Organisations will therefore need to consider if records managers should be assigned the Compliance admin role (with more options), or a ‘lesser’ custom role with fewer options created with the Compliance centre directly.
SharePoint-specific roles and access
Security Group to manage SharePoint Site Collections
In addition to the SharePoint Administrator (Office 365 admin) role, every SharePoint site has two key local ‘admin’ role groups:
- Site Collection Administrator (SCA)
- Site Owner
SCA access allows records managers to:
- Access all parts of a SharePoint site (for review purposes, and also to guide Site Owners on best practice records management)
- Apply label-based retention policies to specific lists and libraries
- Export metadata for document libraries before the library content is disposed of as part of a retention policy
- Manage inactive SharePoint sites
Adding the Security Group to the Site Collection Administration section of every SharePoint site
As SCAs can configure settings and access all parts of SharePoint sites, records managers should be in the SCA group on every SharePoint site, but not by name.
Instead, they should be added to a Security Group created in the Office 365 admin portal (under ‘Groups’) or Azure AD. This SG should be added to the SCA group on every site.
The screenshot below shows where and how the Security Group is added to the SCA group in SharePoint:
If the ability to create Office 365 Groups is not controlled, end users will be able to create SharePoint sites either directly from their SharePoint portal or by creating a Team, Plan, or Yammer Group; the O365 Group Owners are added to the SCA group.
Accordingly it may be necessary to retrospectively add the Security Group to SharePoint sites created by end users who create Office 365 or Yammer Groups, or Teams in MS Teams.
Footnotes
Expiry rules for Office 365 Groups and associated content
Organisations that have AD Premium can create expiry rules for Office 365 Groups that can result in the deletion of all aspects of an Office 365 Group, including its SharePoint site, if the Group becomes completely inactive (including no views of any content) within a given period of time.
Generally speaking the action of creating such rules would be restricted to the Azure Admins/Global Admins.
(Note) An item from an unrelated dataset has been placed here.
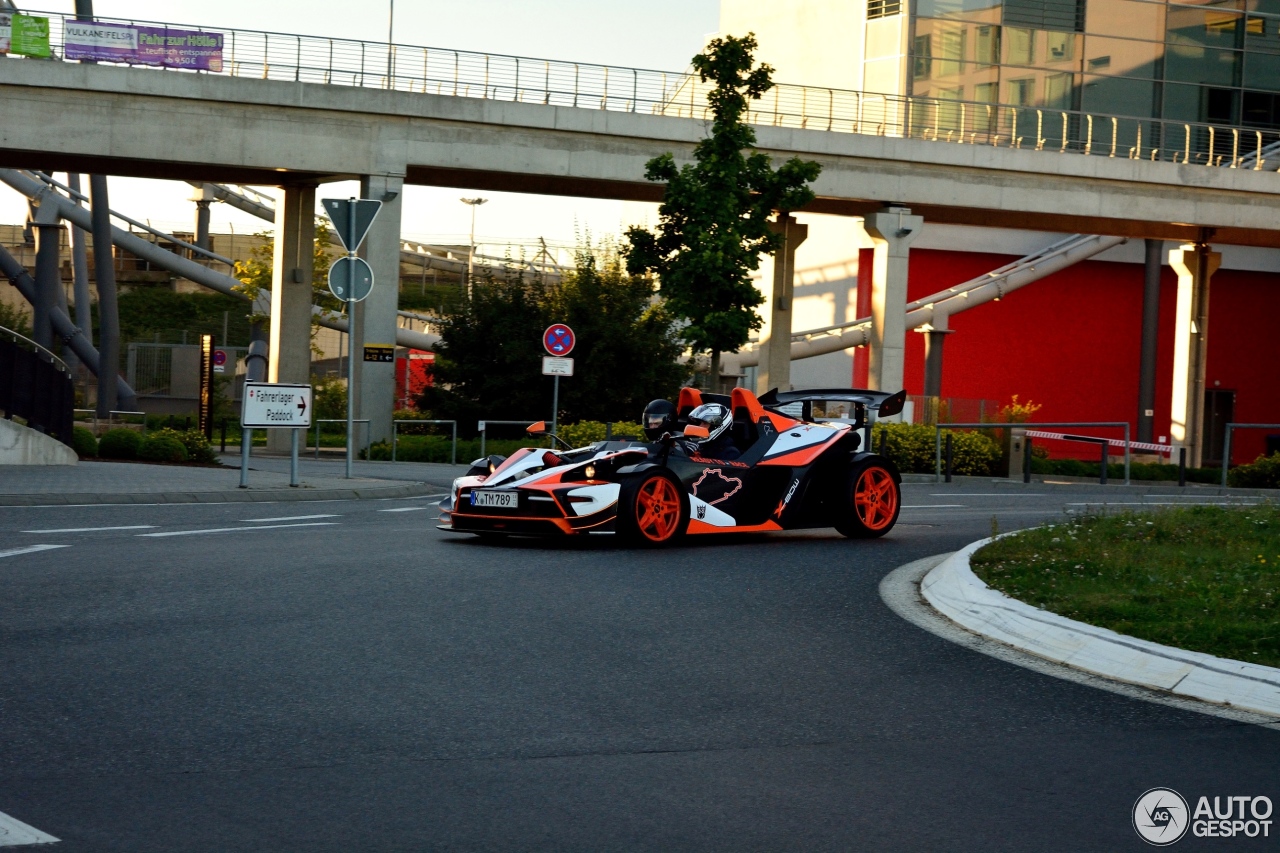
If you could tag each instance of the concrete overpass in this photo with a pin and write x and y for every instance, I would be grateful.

In organisations that have AD premium, the records administrators will need to know if an expiry policy is in place OR direct what that policy should be. It is understood that any content in an Office 365 Group’s SharePoint site will not be deleted in this way if the SharePoint site (including via a retention policy applied to the Group) requires the content to be kept for longer.
Auto-application of retention policies
As noted above, records administrators may need to be able to use the ‘auto apply’ option in retention policies based on certain conditions being met. An E3 licence only allows two conditions:
- When the content contains certain (machine identifiable) sensitive information (same as the DLP options)
- When specific words, phrases or other properties can be identified via a keyword query.
An E5 licence allows additional conditions including based on the auto-classification (machine learning/teaching) of content.